Addressing shareholder concerns about TCC’s investment in lithium-ion batteries, Nelson Chang emphasized that battery development, like semiconductors, requires rigorous in-house processes, including AI-driven process improvements. Molicel,TCC’s battery brand, has grown exponentially, with prices nearly 2.5 times higher than mainland China due to superior characteristics. While May revenue for Molicel leveled off, June saw profits, albeit not substantial. Nelson Chang urged shareholders to understand that battery research and development is essential. Molicel’s rapid factory construction in Xiaogang sets a record, but achieving high yields takes time. Taiwan needs new industries, and batteries are one such example. Notably, Molicel batteries power over half of the world’s advanced eVTOL aircraft and numerous supercars.

 

Regarding EnergyArk, Taiwan Cement’s cement energy storage solution, Nelson Chang revealed plans to develop the European and mainland Chinese markets. Requests for quotes have already come from France, Italy, Portugal, and the Netherlands. Local production facilities are crucial for sustainable growth. NHOA, acquired in Europe, has exceeded expectations, with 2023 revenue reaching €273 million, a 65% growth compared to 2021. The 2 GWh energy storage project at Atlante 4111, set to launch in Q1 2024, received €73 million in EU subsidies. TCC’s accumulated experience in power trading, combined with EnergyArk and NHOA, will drive European market development.

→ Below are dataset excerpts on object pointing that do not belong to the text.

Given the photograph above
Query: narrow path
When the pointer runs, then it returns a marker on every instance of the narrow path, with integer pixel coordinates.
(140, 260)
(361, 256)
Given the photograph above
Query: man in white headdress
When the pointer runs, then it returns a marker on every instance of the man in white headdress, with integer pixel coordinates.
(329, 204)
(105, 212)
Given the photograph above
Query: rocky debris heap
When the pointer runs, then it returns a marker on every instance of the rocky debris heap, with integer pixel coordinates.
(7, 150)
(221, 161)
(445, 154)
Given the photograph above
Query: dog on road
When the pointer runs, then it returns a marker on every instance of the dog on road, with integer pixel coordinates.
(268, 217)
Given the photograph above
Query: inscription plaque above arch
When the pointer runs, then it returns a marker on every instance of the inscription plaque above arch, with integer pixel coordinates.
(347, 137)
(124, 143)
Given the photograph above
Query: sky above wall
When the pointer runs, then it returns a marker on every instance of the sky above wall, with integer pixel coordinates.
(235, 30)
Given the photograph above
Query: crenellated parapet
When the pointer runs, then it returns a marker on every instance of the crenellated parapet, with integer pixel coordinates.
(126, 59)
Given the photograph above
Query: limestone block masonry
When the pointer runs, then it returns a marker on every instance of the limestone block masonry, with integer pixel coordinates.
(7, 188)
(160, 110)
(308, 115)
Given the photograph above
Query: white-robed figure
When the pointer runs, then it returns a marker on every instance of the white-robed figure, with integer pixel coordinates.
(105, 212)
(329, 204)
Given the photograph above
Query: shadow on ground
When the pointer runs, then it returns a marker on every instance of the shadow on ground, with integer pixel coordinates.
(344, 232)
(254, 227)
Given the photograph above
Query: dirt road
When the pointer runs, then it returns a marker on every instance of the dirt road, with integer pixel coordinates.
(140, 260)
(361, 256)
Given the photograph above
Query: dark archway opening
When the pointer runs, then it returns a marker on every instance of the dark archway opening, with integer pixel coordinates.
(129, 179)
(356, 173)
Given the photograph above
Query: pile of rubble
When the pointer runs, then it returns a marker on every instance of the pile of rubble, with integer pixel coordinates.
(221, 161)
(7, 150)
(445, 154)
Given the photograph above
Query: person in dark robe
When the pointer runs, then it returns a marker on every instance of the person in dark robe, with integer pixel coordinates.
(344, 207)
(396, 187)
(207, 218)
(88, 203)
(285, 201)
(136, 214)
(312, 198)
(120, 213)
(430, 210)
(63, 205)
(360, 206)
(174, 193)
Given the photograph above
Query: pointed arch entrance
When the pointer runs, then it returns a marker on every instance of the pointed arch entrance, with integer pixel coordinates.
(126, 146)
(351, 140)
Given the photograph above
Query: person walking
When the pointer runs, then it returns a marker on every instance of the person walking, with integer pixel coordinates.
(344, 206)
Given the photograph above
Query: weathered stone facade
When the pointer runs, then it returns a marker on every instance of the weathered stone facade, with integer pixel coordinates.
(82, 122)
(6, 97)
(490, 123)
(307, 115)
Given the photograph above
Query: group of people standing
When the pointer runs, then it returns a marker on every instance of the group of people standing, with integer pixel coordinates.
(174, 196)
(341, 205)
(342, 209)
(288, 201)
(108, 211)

During today’s shareholders’ meeting, Chairman Nelson Chang expressed his thoughts. TCC, once a traditional industry, faces the question of whether R&D is necessary. While the past 20 years didn’t emphasize R&D, the future demands it—especially for low-carbon products. Achieving net-zero emissions by 2050 requires a 30% reduction by 2030. Nelson Chang acknowledged that R&D doesn’t yield immediate profits, but it’s essential. The company must allocate resources for research, even if it means using smaller funds to pave the way forward.

 

Addressing shareholder concerns about GDR (Global Depository Receipt) issuance, TCC’s General Manager, Roman Cheng, emphasized that GDRs are crucial international fundraising tools for all Taiwanese listed companies. In 2022 and 2023, Taiwanese companies raised $2.1 billion and $1.2 billion, respectively, through GDRs. In Q1 of this year, Taiwan already issued $1.4 billion in GDRs, with plans for an additional $4 billion. Historically, GDRs have an average discount of 7.3%, compared to domestic cash capital increases averaging 15-20%. The dilution effect on existing shareholders can be managed.

Between 2023 and 2024, TCC received its first BBB- rating from global rating agency Fitch, with a stable outlook. Meanwhile, Taiwan Ratings upgraded the company’s liquidity to “extremely robust.” Considering these factors, the shareholders’ meeting approved fundraising through both domestic and international capital markets. The decision will be carefully evaluated and announced after board approval.